When John Boyd died in 2001, his friend and former pupil, Michael Scott prepared this obituary:
With the death of John Boyd, the Scottish art world has lost one of its most significant post-war painters. In an exhibition catalogue of 1996, I described him as ‘the quiet master of contemporary Scottish painting”, a judgment reinforced by time.
To know him and his work is to understand the appellation, for here was a professional life conducted with a complete absence of bombast, alongside the most serious mastery of the craft of painting, in the major fields of figure composition, still life, portraiture, the nude, and landscape. Here was a four-decade-long cultivation of an ever-deepening artistic vision. His reputation is now that of a painter’s painter, and his peers have no doubt that his creative powers were at their full height before his untimely death from prostate cancer.
He was born in 1940 in Stonehaven, Kincardineshire, where he was tutored in art at Machie Academy by James Morrison, who – being a practising painter (in Catterline at the same time as Joan Eardley) – was able to develop John’s skills and cultivate mature intellectual interests, particularly in Whistler, before his entry into Gray’s School of Art in Aberdeen in 1958, where he trained under Henderson Blyth.
Exceptionally, John already had a clear image of himself as a painter. He was briefly a scholarship student at Hospitalfield College of Art in Arbroath in 1962, where he painted in the company of Alexander Frazer and the young John Byrne. The east coast would figure again in John’s art, but not really until after a long period of development in Glasgow, where he set up permanent residence.
Almost until 1990 he worked in an impressive range of teaching, from school to community arts training, but in truth painting was his only vocation; and for the past decade he had managed to pursue this without interruption.
His professional successes received confirmation in 1982 with his election to the Royal Glasgow Institute of Fine Arts and in 1989 to the Royal Society of Portrait Painters. In bodies such as these, and through 19 solo and innumerable group exhibitions, he displayed an oeuvre of a breadth and depth equalled only by the late David Donaldson and William Crosbie. Paintings such as that of The Smith Family in the 1994 Royal Glasgow Institute show must rank as among the best family portraits of the post-war period.
His still lifes (a consistent hymn to the language of paint) in themselves would be a singular achievement, but one exceeded by the large body of figure compositions which will certainly stand as his greatest contribution. There has at times been a tendency to view John Boyd’s painting as a succession of influences, a judgment which almost completely misses the point about the seriousness and complexity of his exploration of the nature of painting.

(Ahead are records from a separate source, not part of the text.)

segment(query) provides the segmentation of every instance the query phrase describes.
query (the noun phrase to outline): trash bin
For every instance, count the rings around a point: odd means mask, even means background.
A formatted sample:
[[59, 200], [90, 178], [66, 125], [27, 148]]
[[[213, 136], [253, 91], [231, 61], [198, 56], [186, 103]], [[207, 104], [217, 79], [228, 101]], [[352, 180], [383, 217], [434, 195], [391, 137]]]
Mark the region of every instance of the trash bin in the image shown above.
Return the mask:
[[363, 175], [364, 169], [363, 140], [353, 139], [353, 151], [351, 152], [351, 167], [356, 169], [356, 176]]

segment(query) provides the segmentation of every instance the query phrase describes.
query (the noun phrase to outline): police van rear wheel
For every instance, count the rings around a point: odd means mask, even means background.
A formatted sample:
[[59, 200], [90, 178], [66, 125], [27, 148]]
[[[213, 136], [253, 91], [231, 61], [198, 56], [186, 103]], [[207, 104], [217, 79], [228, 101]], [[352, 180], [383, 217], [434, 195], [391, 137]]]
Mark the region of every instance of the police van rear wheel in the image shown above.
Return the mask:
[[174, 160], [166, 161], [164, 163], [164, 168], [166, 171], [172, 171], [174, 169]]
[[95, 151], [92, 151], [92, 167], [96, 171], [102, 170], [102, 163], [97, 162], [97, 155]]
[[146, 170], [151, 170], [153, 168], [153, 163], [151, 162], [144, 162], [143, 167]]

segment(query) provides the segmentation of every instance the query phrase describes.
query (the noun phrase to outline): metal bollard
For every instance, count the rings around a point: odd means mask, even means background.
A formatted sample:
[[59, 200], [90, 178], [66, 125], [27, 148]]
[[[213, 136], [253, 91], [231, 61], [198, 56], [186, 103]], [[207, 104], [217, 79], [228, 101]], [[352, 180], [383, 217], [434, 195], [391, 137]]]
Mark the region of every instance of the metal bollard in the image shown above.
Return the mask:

With no shred of anxiety, he allowed judiciously selected work by admired artists from Leger to Permecke to wash over him, confident that the immersion would always leave John Boyd intact. It was an extraordinary strategy of constant development and renewal through the confrontation of ever-deepening problems.
And it worked, because his paintings have achieved a remarkable clarity of vision and at times astonishing complexity of form. Groups of people in east coast landscapes – carrying symbolic objects, often boats, wholly absorbed in their activity, unaware of being beheld – evoke a harmony, peace, and silence
In a gentle, unconflicted universe: people who have achieved the kind of grace that John himself strove after and eventually found. His final exhibition, achieved despite severe illness, was in August 2001 at the Edinburgh Festival.